Saturday, January 28, 2012

slip sliding away...

Just came across the fascinating story of this weary building in my old favourite 'Heritage Buildings East of the Moira' (Heritage Belleville, 1991). I will try to get back to make a photo that does it justice, although we are not as lovely as once we were. The fact that the structure is several feet below the level of the street now makes it a challenge to find just the right angle, and the car and train travel swirling around the old property make it risky to try.

That the house was built before the railway is indicated by the street level higher than its foundation, due to the grade requiring adjustment to cross the tracks, several feet above. 'Heritage East' (as I chummily refer to it, old friend it has become) states that the structure was built as a store and dwelling around 1845, in what was then "a pleasant location near the harbour and surrounded by substantial homes,"

The building is interesting for its wide stance, shallow roof pitch, and the large windows on either side of the plain door. A 1991 photo shows the wide 12 x 8 sash windows on either side of the door, "quite common in ordinary buildings of the time". The house has trademarks of Greek Revival styling - grand words indeed for such a humble spot - the gable end facing the street, and a low window on the south wall under the eaves which the book says "is absolutely typical of houses in Greek Revival taste in New York and Pennsylvania.
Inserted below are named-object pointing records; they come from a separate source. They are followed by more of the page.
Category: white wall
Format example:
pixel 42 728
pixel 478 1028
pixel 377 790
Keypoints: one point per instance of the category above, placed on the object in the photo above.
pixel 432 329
The owners and the structure are part of our history. According to the outstanding work of the historical researchers behind this book, the property was first owned by John Thompson; in his military service he saw action as a Captain during the War of 1812. The first nations resident in the area in 1804 gave him permission to build on the shore of the Moira. Later his son  purchased additional property in the area. Lawyer and local politician Edmund Murney bought this site from the son in 1841, and built this store and dwelling as a rental property.

The walls are bowing, the paint peeling. The windows are boarded up. Have we turned our back on this one, on another piece of our local history, and embarrassed, are we prepared to watch it die?